7. Chips and pretzels
Chips, pretzels? Chips, pretzels. It’s the salt. Too much sodium isn’t good for us, neither is it good for our pets. Too much of it can create thirst and excessive urination, which is one thing, but can also lead to sodium ion poisoning. Not good: it can end up in vomiting, diarrhea, depression, tremors, fever, seizures, and can be fatal.

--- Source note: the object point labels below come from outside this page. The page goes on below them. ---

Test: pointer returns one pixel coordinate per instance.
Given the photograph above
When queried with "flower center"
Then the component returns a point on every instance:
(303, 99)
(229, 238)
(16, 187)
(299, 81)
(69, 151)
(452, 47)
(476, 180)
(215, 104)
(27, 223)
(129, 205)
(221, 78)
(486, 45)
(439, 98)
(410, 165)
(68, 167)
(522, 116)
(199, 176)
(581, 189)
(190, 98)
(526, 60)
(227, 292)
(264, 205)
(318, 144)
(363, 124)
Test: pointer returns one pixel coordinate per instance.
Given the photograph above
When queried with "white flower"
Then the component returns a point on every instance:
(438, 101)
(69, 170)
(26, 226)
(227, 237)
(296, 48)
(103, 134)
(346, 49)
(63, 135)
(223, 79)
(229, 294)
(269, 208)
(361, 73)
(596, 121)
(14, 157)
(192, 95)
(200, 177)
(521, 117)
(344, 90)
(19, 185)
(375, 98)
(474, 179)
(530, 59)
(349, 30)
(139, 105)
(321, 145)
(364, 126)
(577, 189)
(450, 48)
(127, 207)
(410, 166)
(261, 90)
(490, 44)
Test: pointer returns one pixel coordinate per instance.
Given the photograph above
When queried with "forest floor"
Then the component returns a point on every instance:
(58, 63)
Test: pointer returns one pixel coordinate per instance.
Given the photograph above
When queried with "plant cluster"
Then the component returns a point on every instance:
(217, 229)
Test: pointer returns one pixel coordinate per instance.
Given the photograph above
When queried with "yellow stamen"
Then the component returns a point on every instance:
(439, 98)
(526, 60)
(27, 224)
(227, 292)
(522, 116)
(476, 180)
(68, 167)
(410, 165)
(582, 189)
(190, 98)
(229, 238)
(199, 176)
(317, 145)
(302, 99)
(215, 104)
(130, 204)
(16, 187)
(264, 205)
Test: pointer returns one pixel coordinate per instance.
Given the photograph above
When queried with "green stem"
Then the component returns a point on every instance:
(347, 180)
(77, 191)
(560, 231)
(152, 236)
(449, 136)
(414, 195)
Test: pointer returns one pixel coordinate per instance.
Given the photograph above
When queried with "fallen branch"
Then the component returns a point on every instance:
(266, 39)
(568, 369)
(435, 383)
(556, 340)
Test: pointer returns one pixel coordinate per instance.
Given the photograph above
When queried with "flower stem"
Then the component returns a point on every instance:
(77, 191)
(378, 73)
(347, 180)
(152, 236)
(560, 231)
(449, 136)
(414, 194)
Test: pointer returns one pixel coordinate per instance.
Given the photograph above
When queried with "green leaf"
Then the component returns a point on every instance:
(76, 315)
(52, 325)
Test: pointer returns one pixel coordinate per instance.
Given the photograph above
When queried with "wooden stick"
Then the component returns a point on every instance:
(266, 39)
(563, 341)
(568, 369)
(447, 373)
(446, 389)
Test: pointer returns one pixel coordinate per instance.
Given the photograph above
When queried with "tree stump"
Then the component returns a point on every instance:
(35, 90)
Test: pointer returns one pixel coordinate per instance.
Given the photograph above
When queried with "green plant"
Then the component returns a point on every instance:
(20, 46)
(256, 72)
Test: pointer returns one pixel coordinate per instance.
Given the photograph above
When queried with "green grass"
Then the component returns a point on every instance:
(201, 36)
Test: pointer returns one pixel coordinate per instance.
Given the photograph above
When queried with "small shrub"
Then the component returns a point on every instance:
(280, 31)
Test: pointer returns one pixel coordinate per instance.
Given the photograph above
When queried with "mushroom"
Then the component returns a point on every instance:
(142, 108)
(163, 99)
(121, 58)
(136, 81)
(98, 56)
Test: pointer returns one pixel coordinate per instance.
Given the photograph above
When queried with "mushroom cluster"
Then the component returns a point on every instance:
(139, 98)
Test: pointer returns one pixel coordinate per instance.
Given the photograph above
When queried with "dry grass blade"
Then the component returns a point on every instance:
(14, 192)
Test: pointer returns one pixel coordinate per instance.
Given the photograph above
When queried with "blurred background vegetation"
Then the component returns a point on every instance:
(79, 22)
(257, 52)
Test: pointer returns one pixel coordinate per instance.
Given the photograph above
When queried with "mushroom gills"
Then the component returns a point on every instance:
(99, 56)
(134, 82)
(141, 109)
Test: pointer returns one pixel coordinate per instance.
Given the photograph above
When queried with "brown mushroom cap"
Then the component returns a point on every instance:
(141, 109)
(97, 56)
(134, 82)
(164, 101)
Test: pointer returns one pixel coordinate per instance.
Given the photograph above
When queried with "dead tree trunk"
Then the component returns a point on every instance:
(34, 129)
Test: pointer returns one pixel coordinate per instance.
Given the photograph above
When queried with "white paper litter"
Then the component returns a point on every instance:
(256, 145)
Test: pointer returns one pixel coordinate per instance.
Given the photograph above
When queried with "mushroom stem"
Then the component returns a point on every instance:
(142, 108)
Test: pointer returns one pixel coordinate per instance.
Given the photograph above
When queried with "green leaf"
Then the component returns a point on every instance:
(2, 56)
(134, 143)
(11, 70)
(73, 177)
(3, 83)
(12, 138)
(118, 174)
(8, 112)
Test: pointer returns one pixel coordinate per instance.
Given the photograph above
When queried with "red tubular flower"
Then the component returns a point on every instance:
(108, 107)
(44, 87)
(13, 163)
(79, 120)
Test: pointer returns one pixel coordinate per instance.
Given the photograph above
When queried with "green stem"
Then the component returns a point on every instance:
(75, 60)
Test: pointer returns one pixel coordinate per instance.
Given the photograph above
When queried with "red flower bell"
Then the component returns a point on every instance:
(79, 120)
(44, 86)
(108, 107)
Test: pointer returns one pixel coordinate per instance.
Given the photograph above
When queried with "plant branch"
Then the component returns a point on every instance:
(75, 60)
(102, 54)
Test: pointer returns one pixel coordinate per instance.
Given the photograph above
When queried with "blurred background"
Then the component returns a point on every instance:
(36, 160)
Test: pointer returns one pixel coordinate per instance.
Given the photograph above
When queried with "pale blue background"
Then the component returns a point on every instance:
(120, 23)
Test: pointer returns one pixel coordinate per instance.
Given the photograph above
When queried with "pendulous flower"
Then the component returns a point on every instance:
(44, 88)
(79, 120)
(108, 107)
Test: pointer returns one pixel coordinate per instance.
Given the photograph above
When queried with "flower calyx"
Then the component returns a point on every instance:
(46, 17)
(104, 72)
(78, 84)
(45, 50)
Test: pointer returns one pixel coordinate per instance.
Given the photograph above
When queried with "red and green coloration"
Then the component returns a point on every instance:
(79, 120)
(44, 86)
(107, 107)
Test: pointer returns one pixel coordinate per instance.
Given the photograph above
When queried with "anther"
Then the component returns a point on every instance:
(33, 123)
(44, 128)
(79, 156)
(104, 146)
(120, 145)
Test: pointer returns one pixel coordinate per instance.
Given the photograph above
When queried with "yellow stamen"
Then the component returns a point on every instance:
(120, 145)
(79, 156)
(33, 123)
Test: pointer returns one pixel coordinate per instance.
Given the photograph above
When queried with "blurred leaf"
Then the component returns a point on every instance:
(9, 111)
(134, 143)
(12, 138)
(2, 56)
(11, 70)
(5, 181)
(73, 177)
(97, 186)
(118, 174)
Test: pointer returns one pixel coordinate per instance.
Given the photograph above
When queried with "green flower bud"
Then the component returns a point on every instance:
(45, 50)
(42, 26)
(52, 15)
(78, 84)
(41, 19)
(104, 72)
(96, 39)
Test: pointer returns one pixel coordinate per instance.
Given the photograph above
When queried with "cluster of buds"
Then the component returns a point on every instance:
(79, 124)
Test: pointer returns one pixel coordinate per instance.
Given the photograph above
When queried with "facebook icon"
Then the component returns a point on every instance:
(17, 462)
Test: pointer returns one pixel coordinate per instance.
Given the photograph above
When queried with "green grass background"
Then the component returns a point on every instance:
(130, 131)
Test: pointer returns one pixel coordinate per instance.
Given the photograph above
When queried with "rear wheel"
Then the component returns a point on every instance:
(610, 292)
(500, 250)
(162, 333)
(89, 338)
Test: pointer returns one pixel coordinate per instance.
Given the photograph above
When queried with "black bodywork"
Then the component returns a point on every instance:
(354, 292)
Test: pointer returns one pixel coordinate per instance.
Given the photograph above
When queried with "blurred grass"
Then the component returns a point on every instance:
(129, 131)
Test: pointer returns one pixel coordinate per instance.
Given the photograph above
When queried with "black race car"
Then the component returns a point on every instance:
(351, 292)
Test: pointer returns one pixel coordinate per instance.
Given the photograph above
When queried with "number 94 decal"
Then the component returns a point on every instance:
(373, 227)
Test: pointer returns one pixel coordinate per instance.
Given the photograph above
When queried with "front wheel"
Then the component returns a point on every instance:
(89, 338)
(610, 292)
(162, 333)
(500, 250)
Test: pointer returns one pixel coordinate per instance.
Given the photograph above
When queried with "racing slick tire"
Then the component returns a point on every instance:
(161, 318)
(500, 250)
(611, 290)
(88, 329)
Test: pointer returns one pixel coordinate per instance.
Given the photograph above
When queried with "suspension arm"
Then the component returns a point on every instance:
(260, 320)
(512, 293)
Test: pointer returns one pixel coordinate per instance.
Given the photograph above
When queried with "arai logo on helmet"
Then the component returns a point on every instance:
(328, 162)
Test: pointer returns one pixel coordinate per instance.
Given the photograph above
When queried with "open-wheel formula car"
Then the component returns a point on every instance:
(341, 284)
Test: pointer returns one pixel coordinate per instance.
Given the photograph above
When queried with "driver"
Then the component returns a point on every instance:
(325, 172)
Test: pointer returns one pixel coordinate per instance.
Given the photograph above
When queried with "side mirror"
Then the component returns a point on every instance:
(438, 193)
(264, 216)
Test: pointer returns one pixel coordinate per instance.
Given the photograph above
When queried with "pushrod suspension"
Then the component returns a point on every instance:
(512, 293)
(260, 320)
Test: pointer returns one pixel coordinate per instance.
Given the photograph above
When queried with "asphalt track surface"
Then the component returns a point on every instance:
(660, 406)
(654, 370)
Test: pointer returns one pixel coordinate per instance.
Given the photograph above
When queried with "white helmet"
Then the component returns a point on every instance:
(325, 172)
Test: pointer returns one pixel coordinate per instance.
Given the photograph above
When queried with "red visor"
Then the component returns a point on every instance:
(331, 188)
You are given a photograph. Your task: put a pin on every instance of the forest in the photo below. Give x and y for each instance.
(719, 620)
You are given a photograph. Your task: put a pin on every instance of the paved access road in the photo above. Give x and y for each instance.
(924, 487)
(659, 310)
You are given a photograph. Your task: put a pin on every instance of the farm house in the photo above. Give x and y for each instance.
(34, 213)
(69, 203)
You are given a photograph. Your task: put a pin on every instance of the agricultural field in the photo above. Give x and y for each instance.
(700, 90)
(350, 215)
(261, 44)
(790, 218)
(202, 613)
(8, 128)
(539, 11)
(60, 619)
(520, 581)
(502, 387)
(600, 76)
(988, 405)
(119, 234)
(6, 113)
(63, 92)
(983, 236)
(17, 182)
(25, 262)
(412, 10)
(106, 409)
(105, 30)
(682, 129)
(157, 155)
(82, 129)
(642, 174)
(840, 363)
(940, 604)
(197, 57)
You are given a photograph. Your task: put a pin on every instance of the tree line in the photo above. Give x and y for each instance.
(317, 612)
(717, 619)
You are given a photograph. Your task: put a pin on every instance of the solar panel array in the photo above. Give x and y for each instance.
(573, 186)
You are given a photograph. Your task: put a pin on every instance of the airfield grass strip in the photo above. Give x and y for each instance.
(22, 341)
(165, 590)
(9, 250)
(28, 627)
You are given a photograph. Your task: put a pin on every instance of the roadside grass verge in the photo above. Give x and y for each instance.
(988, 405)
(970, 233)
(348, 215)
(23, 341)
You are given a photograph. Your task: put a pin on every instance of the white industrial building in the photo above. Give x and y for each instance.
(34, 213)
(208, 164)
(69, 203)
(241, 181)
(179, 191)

8. Fruit salad/A bowl of grapes
If your fruit salad has grapes in it or if you have a bowl of grapes out, watch them like a hawk. (The same goes for raisins, although they’re not generally considered a barbecue food, but nonetheless.) Nobody is quite sure why, but grapes and raisins have been connected to the development of kidney failure in dogs. Some dogs can eat them and be fine, others eat just a few and it’s life threatening. Some dogs can eat them and be fine, then eat them again and become very sick. It’s just not worth taking the risk. The ASPCA explains that dogs experiencing grape or raisin toxicosis usually develop: vomiting, lethargy or diarrhea within 12 hours of ingestion. As signs progress, dogs become increasingly lethargic and dehydrated, refuse to eat and may show an increase in urination followed by decreased or no urination in later stages. Death due to kidney failure may occur within three to four days, or long-term kidney disease may persist in dogs who survive the acute intoxication. Yikes. No grapes or raisins for pup.
9. Chocolate desserts
This one most of us know; but your non-dog-savvy guests may not: Chocolate can be toxic to dogs. And even more so if it is sugar-free and sweetened with Xylitol. (This is not what they were referring to when they named a dessert “Death by Chocolate.”) Both chocolate and Xylitol have potentially fatal compounds. Chocolate poisoning can lead to heart arrhythmias, muscle tremors, and seizures. Ingestion of Xylitol can lead to a quick and serious drop in blood sugar levels, resulting in disorientation and seizures within a half hour of ingestion; some dogs may develop liver failure which can be fatal.
10. Alcoholic beverages
Both dogs and cats are uniquely sensitive to alcoholic beverages, but may not shy away from lapping up an abandoned drink. Even just a few ounces of beer or wine can be poisonous to a dog or cat, according to the Association for Pet Obesity Prevention. Dump orphaned drinks quickly!